Приходится уходить. Я шагаю по коридору. У нас хороший коридор. Длинный. Можно даже на велосипеде ездить, когда соседей нет дома.
Я подхожу к телефону. Он висит на стене и, если забраться на сундук Анны Ефремовны, это наша вторая соседка, то и тянуться не нужно. Телефон – это такая черная коробка, из нее сбоку торчит блестящий крючок, на котором висит телефонная трубка. Если трубку снять с крючка, она начинает гудеть. А спереди на коробке дырявое железное колесико, а в каждой дырочке цифра. Если засунуть палец в дырочку, то колесико можно покрутить, и тогда трубка перестает гудеть.
Возле телефона на стене прилеплена бумажка, вся исписанная цифрами, это телефонные номера. Я снимаю трубку с крючка и слушаю гудок. Жаль, что у Витьки нет телефона, а то я бы ему все время звонил. А это – телефон у папы на работе. Мама, когда ему звонит, всегда вслух повторяет: «Центр, К – 16 – 29».
Я вешаю трубку на крючок и слезаю с сундука.
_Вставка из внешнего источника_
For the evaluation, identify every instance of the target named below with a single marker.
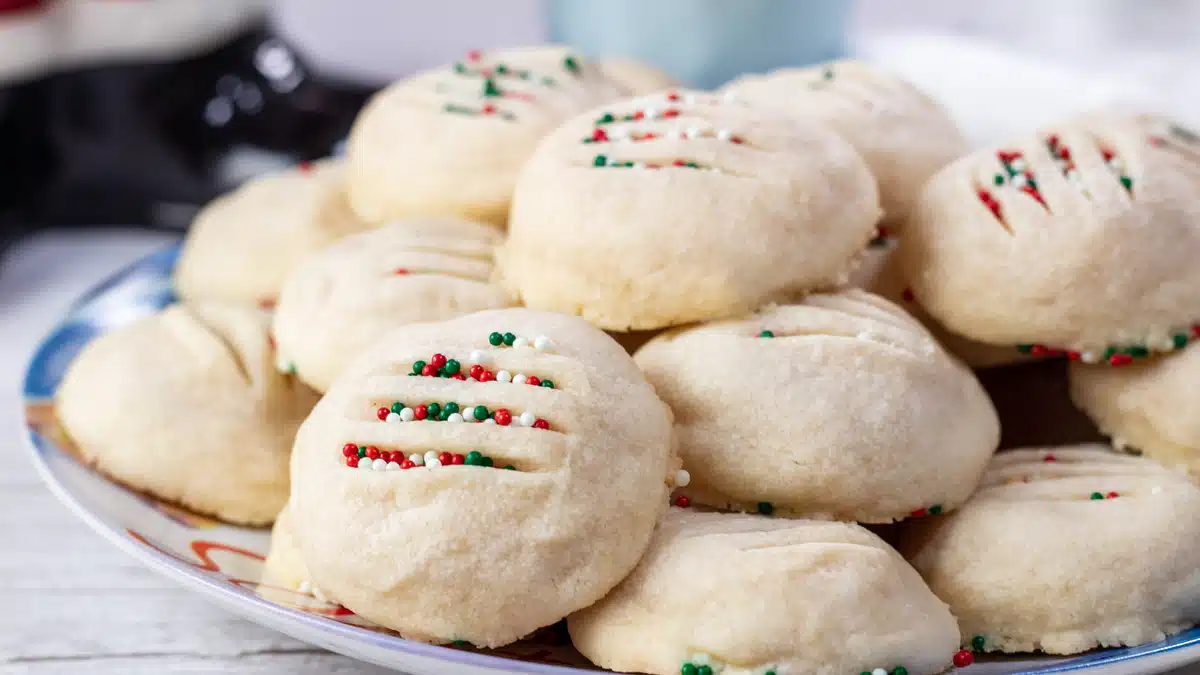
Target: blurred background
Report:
(135, 113)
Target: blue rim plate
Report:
(223, 563)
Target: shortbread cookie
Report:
(1079, 240)
(339, 302)
(1149, 406)
(635, 77)
(682, 207)
(187, 406)
(1067, 549)
(516, 479)
(903, 133)
(841, 406)
(744, 595)
(243, 245)
(451, 141)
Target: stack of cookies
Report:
(438, 328)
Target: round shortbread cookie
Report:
(683, 207)
(451, 141)
(903, 133)
(1067, 549)
(339, 302)
(186, 405)
(747, 595)
(243, 245)
(1079, 240)
(841, 406)
(439, 551)
(1147, 406)
(635, 77)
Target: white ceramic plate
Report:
(223, 562)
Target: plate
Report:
(223, 563)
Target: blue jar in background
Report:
(705, 43)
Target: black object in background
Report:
(147, 144)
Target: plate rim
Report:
(294, 622)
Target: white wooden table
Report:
(71, 602)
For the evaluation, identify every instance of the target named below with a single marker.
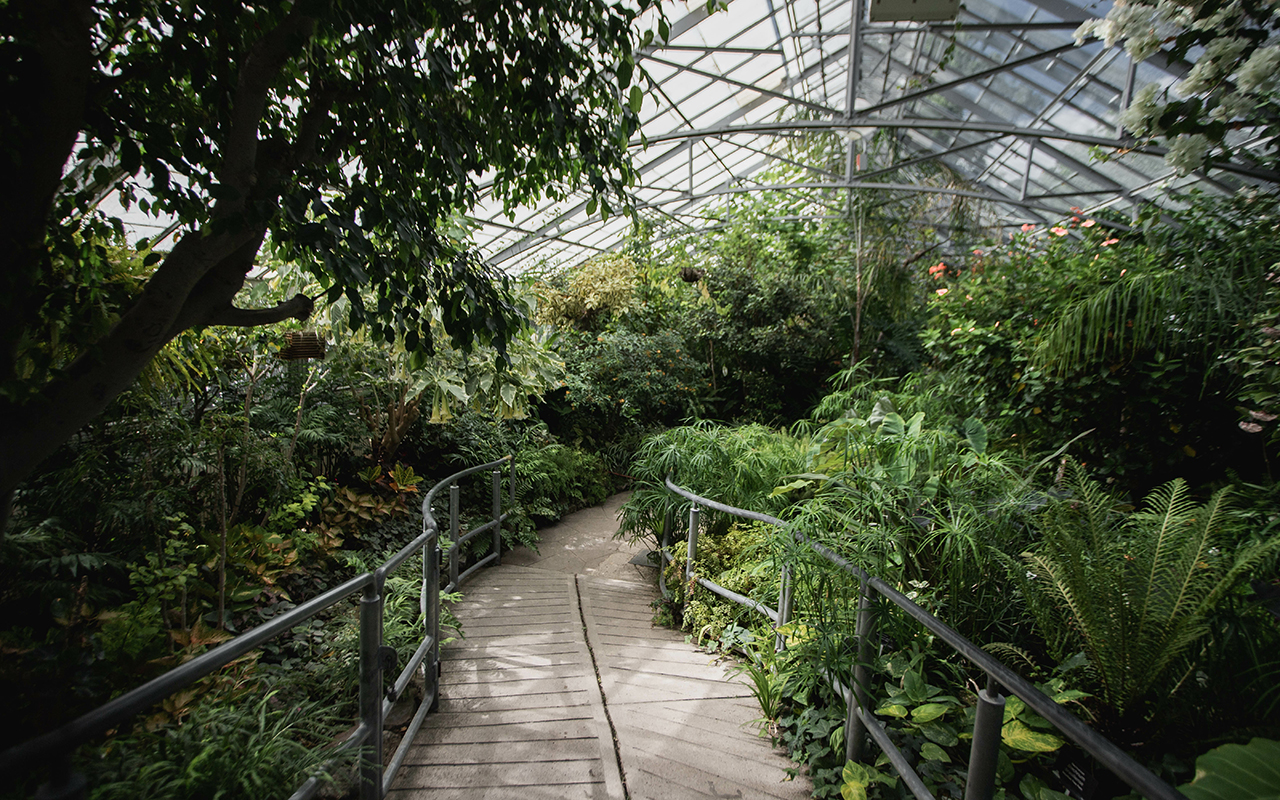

И очень даже вовремя. Потому что из кухни появляется Мария Владимировна и проходит в свою комнату. Она очень строгая, и всегда ругает меня, если замечает, что я балуюсь с телефоном.
Снова вхожу на кухню. Мама открыла духовку и палочкой прокалывает румяную птичку. Это она пробует, готово ли. Мама трогает пальцами палочку и вынимает сковороду. Значит, готово. В кухне вкусно пахнет.
– Мам, моя баранка готова? Давай мне ее, – подбегаю я.
– Уйди, – сердито кричит мама и хватает меня свободной рукой за рубашку, – у меня же горячая сковорода.
Она стряхивает птичек со сковороды на стол. Я вижу и свою баранку. Она вся зарумянилась, а от одного вида черных изюмин во рту появляется слюна. Мама берет вторую сковороду с сырыми еще зайчиками и ставит ее в духовку. Я пытаюсь схватить свою баранку, но она очень горячая, и удержать ее просто невозможно.
– Можешь взять банку поскрести, – разрешает мама.
Банка пустая, но на стенках еще осталось повидло. Немного, конечно. Я устраиваюсь на стуле возле двери и гремлю ложкой в банке. Какая же вкусная вещь – повидло. Я, когда вырасту и начну зарабатывать деньги, обязательно куплю себе целую банку повидла, а может, даже две, если денег хватит.
В банке уже ничего нет, и я гоняю ложку просто так, на всякий случай. И когда облизываешь ложку, она уже почти не сладкая. Я кладу ложку и, пока мама не видит, лезу в банку рукой, чтобы поскоблить повидло пальцем. Но тут подходит мама и, отобрав у меня банку, протягивает мою баранку, которую я оставил на столе. Она уже остыла.